Wahlroos' blocked punt just over 2 minutes into the game jump-started the Rams. Wahlroos came clean up the middle on the play, bearing down on Jaguars punter Chris Hanson. How clean?
"For a split-second, I thought maybe I should just tackle him before he kicked it," Wahlroos said.
Wahlroos hit Hanson's foot just a nano-second after the football did, with Chillar scooping up the blocked kick for his first NFL touchdown. But just 23 seconds later, Taylor scored on a 71-yard TD, letting the Rams know that they were in for a game.
By the end of the first quarter, Taylor already had 114 yards rushing on just eight carries.
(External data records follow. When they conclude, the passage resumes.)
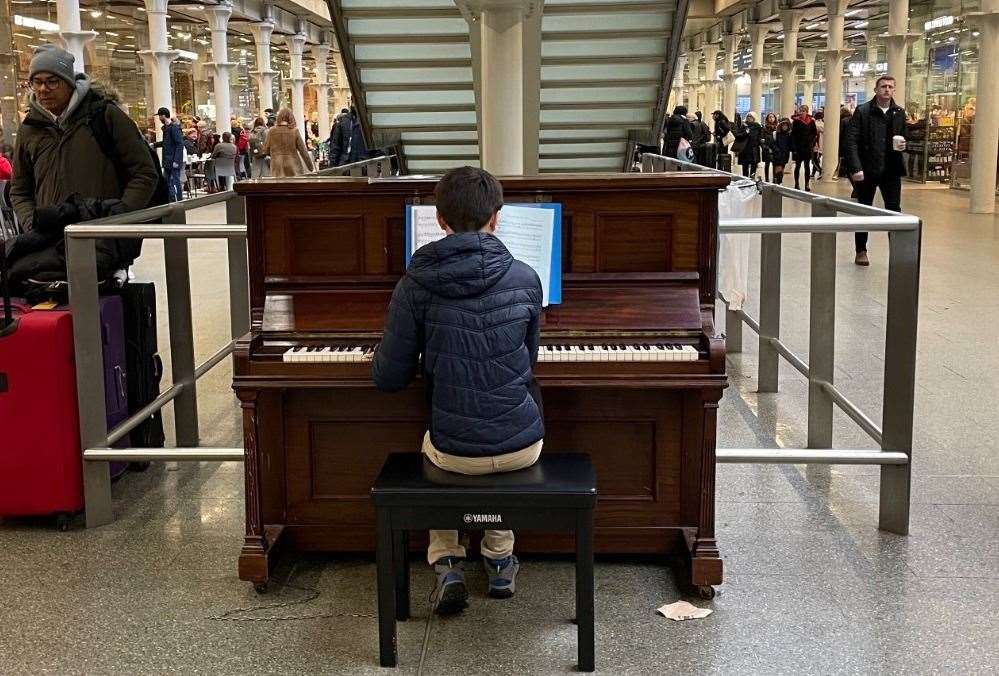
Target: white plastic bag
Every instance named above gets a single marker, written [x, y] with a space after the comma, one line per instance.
[740, 200]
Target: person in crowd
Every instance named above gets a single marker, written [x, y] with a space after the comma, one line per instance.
[677, 128]
[721, 130]
[258, 137]
[173, 154]
[820, 128]
[286, 147]
[464, 306]
[751, 133]
[781, 146]
[698, 130]
[78, 156]
[224, 158]
[347, 144]
[873, 154]
[803, 134]
[769, 129]
[844, 120]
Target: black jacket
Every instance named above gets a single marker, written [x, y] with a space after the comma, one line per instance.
[677, 128]
[868, 140]
[474, 313]
[752, 133]
[803, 135]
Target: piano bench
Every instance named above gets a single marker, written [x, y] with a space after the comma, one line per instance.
[558, 492]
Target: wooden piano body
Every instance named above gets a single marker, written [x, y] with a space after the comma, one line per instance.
[638, 266]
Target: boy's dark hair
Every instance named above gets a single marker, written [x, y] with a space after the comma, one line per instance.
[467, 198]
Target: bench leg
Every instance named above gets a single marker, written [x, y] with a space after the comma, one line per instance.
[584, 590]
[386, 591]
[400, 551]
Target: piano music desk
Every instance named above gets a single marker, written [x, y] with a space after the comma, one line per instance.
[638, 272]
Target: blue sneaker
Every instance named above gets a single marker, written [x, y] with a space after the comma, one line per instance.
[450, 592]
[502, 576]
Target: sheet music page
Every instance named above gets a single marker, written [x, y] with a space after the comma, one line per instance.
[527, 234]
[425, 227]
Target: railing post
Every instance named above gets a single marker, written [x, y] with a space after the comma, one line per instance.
[239, 280]
[81, 265]
[770, 273]
[821, 333]
[178, 277]
[900, 377]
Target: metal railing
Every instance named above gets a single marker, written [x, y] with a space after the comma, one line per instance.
[894, 436]
[95, 437]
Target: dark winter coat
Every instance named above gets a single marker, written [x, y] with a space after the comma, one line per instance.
[473, 313]
[868, 144]
[752, 132]
[803, 135]
[173, 147]
[677, 128]
[347, 142]
[780, 147]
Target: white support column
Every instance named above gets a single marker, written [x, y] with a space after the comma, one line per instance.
[159, 55]
[710, 80]
[732, 42]
[296, 47]
[758, 36]
[985, 143]
[321, 52]
[897, 41]
[680, 94]
[809, 81]
[790, 20]
[264, 74]
[71, 32]
[218, 21]
[835, 55]
[870, 75]
[502, 87]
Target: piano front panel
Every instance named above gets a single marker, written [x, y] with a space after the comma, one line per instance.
[337, 440]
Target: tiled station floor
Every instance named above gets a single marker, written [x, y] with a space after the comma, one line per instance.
[811, 585]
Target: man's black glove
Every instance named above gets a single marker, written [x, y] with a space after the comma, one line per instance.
[53, 219]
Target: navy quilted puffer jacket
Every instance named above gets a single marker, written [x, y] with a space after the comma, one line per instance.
[473, 312]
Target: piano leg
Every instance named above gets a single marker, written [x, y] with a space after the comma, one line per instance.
[261, 543]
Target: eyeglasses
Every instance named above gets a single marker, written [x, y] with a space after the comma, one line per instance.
[51, 83]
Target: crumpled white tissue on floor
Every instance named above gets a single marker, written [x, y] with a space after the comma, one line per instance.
[681, 610]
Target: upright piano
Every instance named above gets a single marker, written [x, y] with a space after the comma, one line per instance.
[630, 368]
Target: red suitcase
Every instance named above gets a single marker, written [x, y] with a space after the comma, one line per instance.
[40, 463]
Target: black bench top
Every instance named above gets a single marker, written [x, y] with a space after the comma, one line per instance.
[556, 478]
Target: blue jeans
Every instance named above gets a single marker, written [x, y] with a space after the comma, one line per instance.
[174, 188]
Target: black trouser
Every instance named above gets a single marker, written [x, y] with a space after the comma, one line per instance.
[891, 194]
[807, 162]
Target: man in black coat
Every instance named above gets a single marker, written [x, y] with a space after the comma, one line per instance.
[677, 128]
[467, 316]
[873, 161]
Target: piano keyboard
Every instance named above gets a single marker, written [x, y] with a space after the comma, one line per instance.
[638, 352]
[547, 353]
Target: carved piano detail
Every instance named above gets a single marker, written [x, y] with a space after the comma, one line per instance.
[630, 369]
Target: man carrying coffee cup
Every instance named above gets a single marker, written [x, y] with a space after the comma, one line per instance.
[875, 140]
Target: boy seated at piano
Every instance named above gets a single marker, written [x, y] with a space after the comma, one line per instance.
[473, 312]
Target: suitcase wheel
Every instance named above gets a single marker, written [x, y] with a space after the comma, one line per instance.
[63, 521]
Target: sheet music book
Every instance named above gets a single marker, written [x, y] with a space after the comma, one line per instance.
[532, 232]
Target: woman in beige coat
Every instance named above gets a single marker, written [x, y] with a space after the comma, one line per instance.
[285, 146]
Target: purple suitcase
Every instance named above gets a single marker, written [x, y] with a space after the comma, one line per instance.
[112, 315]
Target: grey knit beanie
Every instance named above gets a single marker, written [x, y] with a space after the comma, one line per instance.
[52, 59]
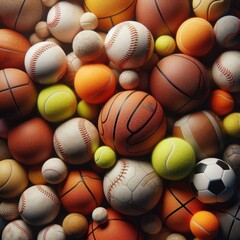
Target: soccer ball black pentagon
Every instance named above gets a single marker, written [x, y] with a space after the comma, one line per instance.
[213, 181]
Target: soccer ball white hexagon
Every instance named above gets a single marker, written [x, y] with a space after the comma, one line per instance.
[213, 181]
[132, 187]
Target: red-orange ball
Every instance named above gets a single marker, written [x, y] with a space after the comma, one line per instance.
[221, 102]
[204, 225]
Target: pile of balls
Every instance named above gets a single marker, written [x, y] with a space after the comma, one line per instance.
[120, 120]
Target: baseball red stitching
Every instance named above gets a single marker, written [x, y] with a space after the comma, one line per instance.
[118, 179]
[57, 16]
[225, 72]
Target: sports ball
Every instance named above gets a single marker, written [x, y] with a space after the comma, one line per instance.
[227, 32]
[221, 102]
[132, 187]
[129, 45]
[131, 123]
[231, 124]
[56, 103]
[51, 232]
[213, 181]
[21, 16]
[110, 13]
[160, 17]
[177, 206]
[39, 205]
[95, 83]
[76, 140]
[45, 62]
[31, 141]
[183, 78]
[226, 71]
[203, 130]
[81, 192]
[13, 179]
[13, 48]
[75, 225]
[173, 158]
[165, 45]
[105, 157]
[117, 226]
[195, 37]
[204, 225]
[211, 10]
[18, 229]
[54, 170]
[63, 20]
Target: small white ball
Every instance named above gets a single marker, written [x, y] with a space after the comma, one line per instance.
[54, 170]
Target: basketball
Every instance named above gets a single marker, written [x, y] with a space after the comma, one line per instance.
[195, 37]
[178, 205]
[110, 13]
[31, 141]
[13, 48]
[183, 78]
[81, 192]
[131, 123]
[160, 17]
[203, 130]
[95, 83]
[18, 94]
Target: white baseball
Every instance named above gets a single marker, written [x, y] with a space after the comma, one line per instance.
[39, 205]
[45, 62]
[76, 140]
[54, 170]
[129, 45]
[17, 229]
[51, 232]
[132, 187]
[226, 71]
[63, 20]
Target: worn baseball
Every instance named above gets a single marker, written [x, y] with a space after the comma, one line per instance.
[226, 71]
[39, 205]
[45, 62]
[63, 20]
[129, 45]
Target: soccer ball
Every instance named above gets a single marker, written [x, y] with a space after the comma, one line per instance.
[132, 187]
[213, 181]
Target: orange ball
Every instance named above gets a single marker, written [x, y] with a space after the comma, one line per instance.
[221, 102]
[204, 225]
[95, 83]
[195, 37]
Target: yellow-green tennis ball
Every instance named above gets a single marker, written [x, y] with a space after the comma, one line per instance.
[231, 124]
[105, 157]
[56, 103]
[87, 110]
[165, 45]
[173, 158]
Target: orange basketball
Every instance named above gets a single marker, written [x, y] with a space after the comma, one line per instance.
[13, 48]
[162, 17]
[95, 83]
[178, 205]
[195, 37]
[117, 227]
[81, 192]
[131, 123]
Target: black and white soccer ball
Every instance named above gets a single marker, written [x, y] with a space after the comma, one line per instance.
[213, 181]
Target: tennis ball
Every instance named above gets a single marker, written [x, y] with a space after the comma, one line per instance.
[231, 124]
[173, 158]
[56, 103]
[105, 157]
[165, 45]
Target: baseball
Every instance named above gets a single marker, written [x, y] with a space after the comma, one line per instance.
[39, 205]
[45, 62]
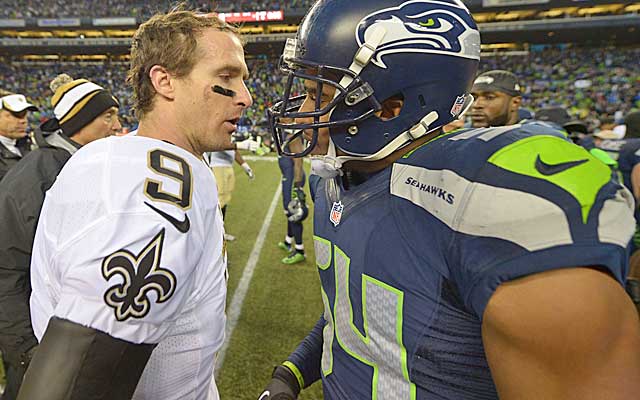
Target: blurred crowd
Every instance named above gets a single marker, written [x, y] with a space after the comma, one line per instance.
[593, 84]
[132, 8]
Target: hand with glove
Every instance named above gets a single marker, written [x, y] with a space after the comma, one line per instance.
[283, 385]
[248, 170]
[297, 207]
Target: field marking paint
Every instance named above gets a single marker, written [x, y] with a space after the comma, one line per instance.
[235, 308]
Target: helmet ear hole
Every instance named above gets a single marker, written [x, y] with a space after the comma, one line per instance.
[391, 107]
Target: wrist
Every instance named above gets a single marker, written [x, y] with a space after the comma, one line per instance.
[285, 374]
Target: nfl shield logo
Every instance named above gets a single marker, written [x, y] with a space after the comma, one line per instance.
[457, 106]
[336, 213]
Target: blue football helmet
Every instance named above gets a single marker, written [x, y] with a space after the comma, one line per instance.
[423, 52]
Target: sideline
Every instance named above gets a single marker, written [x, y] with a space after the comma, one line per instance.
[235, 307]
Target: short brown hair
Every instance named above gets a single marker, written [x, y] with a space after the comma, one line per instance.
[169, 40]
[5, 93]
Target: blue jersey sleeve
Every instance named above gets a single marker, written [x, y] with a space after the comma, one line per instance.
[304, 362]
[538, 204]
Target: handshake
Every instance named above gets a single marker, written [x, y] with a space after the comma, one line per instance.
[283, 386]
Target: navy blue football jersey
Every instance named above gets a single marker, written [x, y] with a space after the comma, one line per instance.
[409, 259]
[626, 152]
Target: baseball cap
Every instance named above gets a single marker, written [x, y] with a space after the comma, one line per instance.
[76, 103]
[497, 81]
[606, 134]
[16, 103]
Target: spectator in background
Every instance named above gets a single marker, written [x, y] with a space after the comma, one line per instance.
[221, 163]
[497, 99]
[632, 125]
[21, 196]
[14, 142]
[294, 203]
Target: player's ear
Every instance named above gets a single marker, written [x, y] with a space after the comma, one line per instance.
[391, 107]
[162, 81]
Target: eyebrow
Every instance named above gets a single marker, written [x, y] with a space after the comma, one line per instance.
[234, 69]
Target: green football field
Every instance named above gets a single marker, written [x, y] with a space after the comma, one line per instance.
[273, 310]
[282, 302]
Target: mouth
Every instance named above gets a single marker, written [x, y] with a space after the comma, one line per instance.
[231, 124]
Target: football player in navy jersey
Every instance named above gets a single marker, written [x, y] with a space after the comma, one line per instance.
[477, 264]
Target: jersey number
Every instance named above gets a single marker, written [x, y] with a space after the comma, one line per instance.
[173, 167]
[381, 344]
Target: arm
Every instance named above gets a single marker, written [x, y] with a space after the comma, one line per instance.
[76, 362]
[19, 210]
[298, 172]
[563, 334]
[300, 370]
[635, 182]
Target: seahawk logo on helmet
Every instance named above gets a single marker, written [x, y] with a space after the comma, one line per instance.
[421, 27]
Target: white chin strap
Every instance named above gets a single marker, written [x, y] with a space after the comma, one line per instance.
[332, 164]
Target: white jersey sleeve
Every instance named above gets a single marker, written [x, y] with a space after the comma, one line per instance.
[129, 240]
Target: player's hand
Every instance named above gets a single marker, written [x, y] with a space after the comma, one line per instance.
[297, 207]
[248, 170]
[249, 144]
[283, 385]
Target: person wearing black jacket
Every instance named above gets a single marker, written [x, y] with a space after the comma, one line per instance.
[14, 142]
[22, 193]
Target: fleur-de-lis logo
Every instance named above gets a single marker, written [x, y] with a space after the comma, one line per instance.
[141, 274]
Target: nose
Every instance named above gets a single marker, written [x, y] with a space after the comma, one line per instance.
[478, 103]
[243, 97]
[307, 105]
[117, 126]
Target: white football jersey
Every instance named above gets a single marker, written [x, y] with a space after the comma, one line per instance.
[130, 242]
[222, 158]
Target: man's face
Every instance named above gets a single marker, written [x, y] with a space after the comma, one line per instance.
[13, 125]
[494, 109]
[104, 125]
[207, 118]
[309, 105]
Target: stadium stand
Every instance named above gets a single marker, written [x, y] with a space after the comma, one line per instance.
[137, 8]
[592, 83]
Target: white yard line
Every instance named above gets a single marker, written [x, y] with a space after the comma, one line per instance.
[235, 308]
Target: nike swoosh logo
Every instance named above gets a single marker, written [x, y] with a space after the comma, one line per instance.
[182, 226]
[552, 169]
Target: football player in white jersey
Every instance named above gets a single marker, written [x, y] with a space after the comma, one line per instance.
[129, 262]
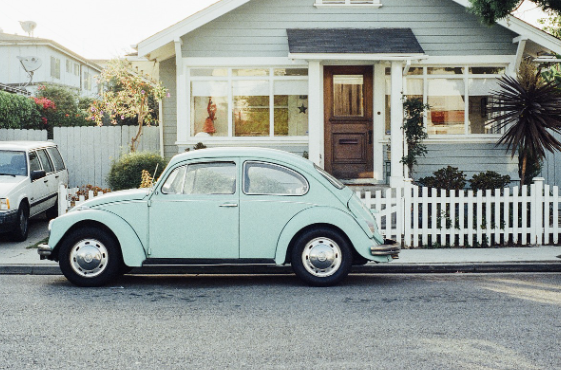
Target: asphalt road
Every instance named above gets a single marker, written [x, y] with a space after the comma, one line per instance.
[454, 321]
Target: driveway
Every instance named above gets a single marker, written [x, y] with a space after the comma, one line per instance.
[18, 252]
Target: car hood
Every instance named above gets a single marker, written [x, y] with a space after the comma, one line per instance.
[117, 196]
[9, 183]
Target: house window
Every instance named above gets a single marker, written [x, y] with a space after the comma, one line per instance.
[458, 98]
[250, 102]
[376, 3]
[87, 81]
[55, 67]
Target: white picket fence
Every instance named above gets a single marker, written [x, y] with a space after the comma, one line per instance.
[426, 217]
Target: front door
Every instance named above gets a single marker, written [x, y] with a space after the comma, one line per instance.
[348, 121]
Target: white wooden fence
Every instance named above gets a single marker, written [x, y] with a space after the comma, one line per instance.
[427, 217]
[34, 135]
[90, 151]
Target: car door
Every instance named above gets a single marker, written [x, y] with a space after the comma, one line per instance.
[195, 214]
[39, 188]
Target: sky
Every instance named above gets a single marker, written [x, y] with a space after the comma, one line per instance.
[105, 29]
[101, 29]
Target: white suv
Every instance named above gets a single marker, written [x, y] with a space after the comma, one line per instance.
[30, 174]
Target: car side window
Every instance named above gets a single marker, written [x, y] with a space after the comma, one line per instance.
[268, 178]
[34, 164]
[202, 178]
[46, 161]
[56, 158]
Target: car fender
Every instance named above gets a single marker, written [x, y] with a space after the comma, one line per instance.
[323, 215]
[132, 249]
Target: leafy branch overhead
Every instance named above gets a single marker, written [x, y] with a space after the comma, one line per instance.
[490, 11]
[130, 97]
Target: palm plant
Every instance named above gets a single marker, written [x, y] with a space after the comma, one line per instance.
[530, 112]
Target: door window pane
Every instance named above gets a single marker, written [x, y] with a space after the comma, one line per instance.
[209, 102]
[203, 178]
[267, 178]
[446, 99]
[348, 96]
[47, 165]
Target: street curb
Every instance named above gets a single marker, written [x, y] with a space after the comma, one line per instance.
[413, 268]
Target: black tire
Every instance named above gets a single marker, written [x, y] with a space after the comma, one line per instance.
[52, 212]
[21, 228]
[322, 257]
[90, 257]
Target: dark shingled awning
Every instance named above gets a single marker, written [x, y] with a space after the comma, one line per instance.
[353, 41]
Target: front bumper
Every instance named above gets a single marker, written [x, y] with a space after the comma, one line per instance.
[389, 248]
[8, 220]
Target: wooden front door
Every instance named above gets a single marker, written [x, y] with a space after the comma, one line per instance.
[348, 121]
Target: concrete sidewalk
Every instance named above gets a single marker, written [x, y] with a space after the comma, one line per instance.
[18, 258]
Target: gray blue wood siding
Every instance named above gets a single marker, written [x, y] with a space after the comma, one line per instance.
[258, 28]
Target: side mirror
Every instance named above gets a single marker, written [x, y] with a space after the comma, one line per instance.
[35, 175]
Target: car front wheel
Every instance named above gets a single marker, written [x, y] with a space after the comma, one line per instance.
[321, 257]
[90, 257]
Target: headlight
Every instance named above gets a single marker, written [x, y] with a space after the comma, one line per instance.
[4, 204]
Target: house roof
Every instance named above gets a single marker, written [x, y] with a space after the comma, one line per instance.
[9, 39]
[175, 32]
[353, 41]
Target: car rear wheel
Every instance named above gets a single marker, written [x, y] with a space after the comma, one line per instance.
[90, 257]
[21, 229]
[321, 257]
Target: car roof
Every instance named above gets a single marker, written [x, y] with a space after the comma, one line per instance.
[25, 145]
[247, 152]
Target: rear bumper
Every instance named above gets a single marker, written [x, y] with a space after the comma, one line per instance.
[8, 220]
[389, 248]
[44, 251]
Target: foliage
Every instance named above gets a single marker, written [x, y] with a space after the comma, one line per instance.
[414, 131]
[489, 180]
[449, 178]
[126, 173]
[18, 112]
[490, 11]
[129, 98]
[530, 112]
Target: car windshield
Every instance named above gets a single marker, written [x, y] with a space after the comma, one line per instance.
[12, 163]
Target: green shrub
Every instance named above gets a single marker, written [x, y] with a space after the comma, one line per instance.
[18, 112]
[445, 178]
[126, 173]
[489, 180]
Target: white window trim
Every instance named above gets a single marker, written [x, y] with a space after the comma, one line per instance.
[257, 140]
[353, 3]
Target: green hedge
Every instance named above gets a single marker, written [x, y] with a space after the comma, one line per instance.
[18, 112]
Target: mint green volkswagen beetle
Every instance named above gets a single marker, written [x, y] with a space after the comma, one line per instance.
[222, 206]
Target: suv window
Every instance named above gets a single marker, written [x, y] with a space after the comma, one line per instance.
[202, 178]
[34, 164]
[46, 161]
[268, 178]
[13, 163]
[56, 158]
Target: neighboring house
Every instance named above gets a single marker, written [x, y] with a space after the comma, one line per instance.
[57, 65]
[327, 78]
But the Rams' run defense tightened up on Taylor the rest of the way, limiting him to 51 yards on 14 carries over the final three quarters. It didn't seem possible in the first half, but by game's end, Jackson had outrushed Taylor.
Jackson finished with a career-high 179 yards on 25 carries, logging the best performance by a Rams rusher since Marshall Faulk put 183 yards on Seattle in 2002.
"I think he's one of those special backs, the more you feed him the ball the stronger he gets, the more confidence he gets," Vitt said. "In that fourth quarter he was wearing people down."
As was the case last week against New Orleans, the Rams used a conservative approach on offense because of all their missing players.
"It helps, just the mixing it up," offensive guard Adam Timmerman said. "It's nice when we're pushing them back and running the ball."
On Sunday, the Rams did more than mix the run with the pass. They actually had more running plays (33) than pass plays (23), something that hasn't happened since a 20-7 victory over Philadelphia last Dec. 27.
Despite all the success on the ground, the Rams still needed some late-game magic from Furrey - once again - to seal the victory. Against the Saints, he returned an interception 67 yards for a TD in a 28-17 Rams triumph.
Against Jacksonville, he intercepted a pass that was bobbled by Ernest Wilford and returned it 37 yards on the opening play of the fourth quarter. That led to Jackson's game-winning TD.
"I think everybody counted us out the last two weeks, especially with Torry not playing, and everybody being hurt, and the incident with Leonard," Furrey said. "It's been tough."
Tough, but not impossible, once the Rams locked shields.